Microelectrode Arrays Insertion System Using Ultrasonic Vibration to Improve Insertion Mechanics and Reduce Tissue Dimpling and Trauma in the Cortex


Actuated Med. Inc., Bellefonte, PA



University of North Carolina, Chapel Hill, NC



Intracortical Electrode Arrays (IEAs) provide direct access to extracellular neural signals in the brain with high temporal and spatial resolution. Unfortunately, chronically implanted IEAs have limited functional lifespans that impede significant clinical translation. The host tissue reaction is a major contributor to neural interface failure, causing formation of glial scars and loss of neurons at electrode sites. Studies suggest that the initial insertion trauma alone is responsible for significant damage. The forces applied to the cortical tissue during insertion can deform tissue, causing strain and membrane disruptions in underlying neurons and vasculature. While insertion is a technical hurdle common to all IEA types, high-density multi-shank arrays have uniquely significant insertion challenges. Following insertion, the IEA chronic interface can be degraded due to mechanical mismatch between the IEA and the cortical tissue. Superior tissue response and device longevity has been demonstrated with ultra-fine microwire (<15 µm diameter) and flexible (e.g., polyimide) arrays. However, given their tendency to buckle/break during insertion they struggle to penetrate meningeal layers and temporary support structures, shuttles, or dissolvable stiffeners are often necessary for mechanical reinforcement during insertion. This increases the complexity and time of the surgery and insertion process, and may limit reliable electrode performance and adaptation of these arrays.

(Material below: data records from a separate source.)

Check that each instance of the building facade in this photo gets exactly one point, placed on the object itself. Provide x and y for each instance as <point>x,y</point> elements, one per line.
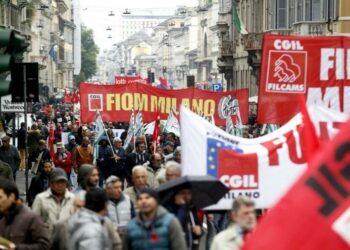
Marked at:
<point>240,52</point>
<point>49,26</point>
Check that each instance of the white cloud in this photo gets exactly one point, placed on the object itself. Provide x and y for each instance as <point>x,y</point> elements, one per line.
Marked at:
<point>95,15</point>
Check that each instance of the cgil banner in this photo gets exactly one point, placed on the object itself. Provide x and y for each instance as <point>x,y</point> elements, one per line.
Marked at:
<point>262,168</point>
<point>114,102</point>
<point>315,213</point>
<point>317,67</point>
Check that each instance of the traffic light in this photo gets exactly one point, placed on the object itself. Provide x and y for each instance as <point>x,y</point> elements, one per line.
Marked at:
<point>12,47</point>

Ultrasonic vibration of IEAs represents a promising approach to reduce frictional and penetration forces associated with insertion. We have demonstrated that this approach has implantation capability of both rigid, multi-shank arrays and mechanically soft microwire or polymer-based arrays. In the case of rigid arrays (i.e. silicon shanks from NeuroNexus, Blackrock and microwires from MicroProbes, Tucker Davis Technologies) vibration-assisted insertion reduces insertion force 61-82% relative to standard insertion via stereotaxic equipment when using an agar model (0.5% base, 1.5% top layer). In vivo studies demonstrated a significant (p<0.01) reduction in cortical surface dimpling/compression with vibration during insertion of silicon arrays (NeuroNexus H-series) into rat cortex, as well as successful insertion through the dura. Electrodes inserted with vibration have no detriment to electrophysiology signal quality.

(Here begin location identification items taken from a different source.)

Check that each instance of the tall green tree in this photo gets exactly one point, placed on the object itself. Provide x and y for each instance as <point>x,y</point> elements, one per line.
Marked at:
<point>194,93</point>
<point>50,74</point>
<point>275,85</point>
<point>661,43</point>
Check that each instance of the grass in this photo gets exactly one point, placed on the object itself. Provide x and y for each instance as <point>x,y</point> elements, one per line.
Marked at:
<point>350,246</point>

In the case of flexible arrays, vibration-assisted insertion both reduces insertion force and improves insertion trajectory. Polyimide thin-film single-shanks probes were inserted in rat nucleus accumbens without vibration (n=6), with vibration through pia (n=10) and with vibration through dura (n=5). Using T2-weighted MRI, insertion accuracy was measured; targeting success was improved with vibration (through pia: 70%, through dura: 83%) as compared to Control (50%; p>0.05 due to limited sample size). Ten days after surgery, neuromodulation outcomes (evoked response patterns, as measured through fMRI) were increased with the vibration-inserted electrodes (through pia: 100%, through dura: 80%) versus Control (66%). Additionally, histological evaluation of the implantation site (4 weeks post-op) revealed that the intensity of glial scaring (visualized via glial fibrillary acidic protein immunohistochemistry) was significantly reduced when electrodes were inserted with vibration (p<0.05) relative to Control. Together, these benchtop insertion studies in agar and ex vivo tissue models, as well as in vivo insertion studies support the potential of vibrated insertion for improved outcomes for studies using IEAs, specifically for flexible electrodes.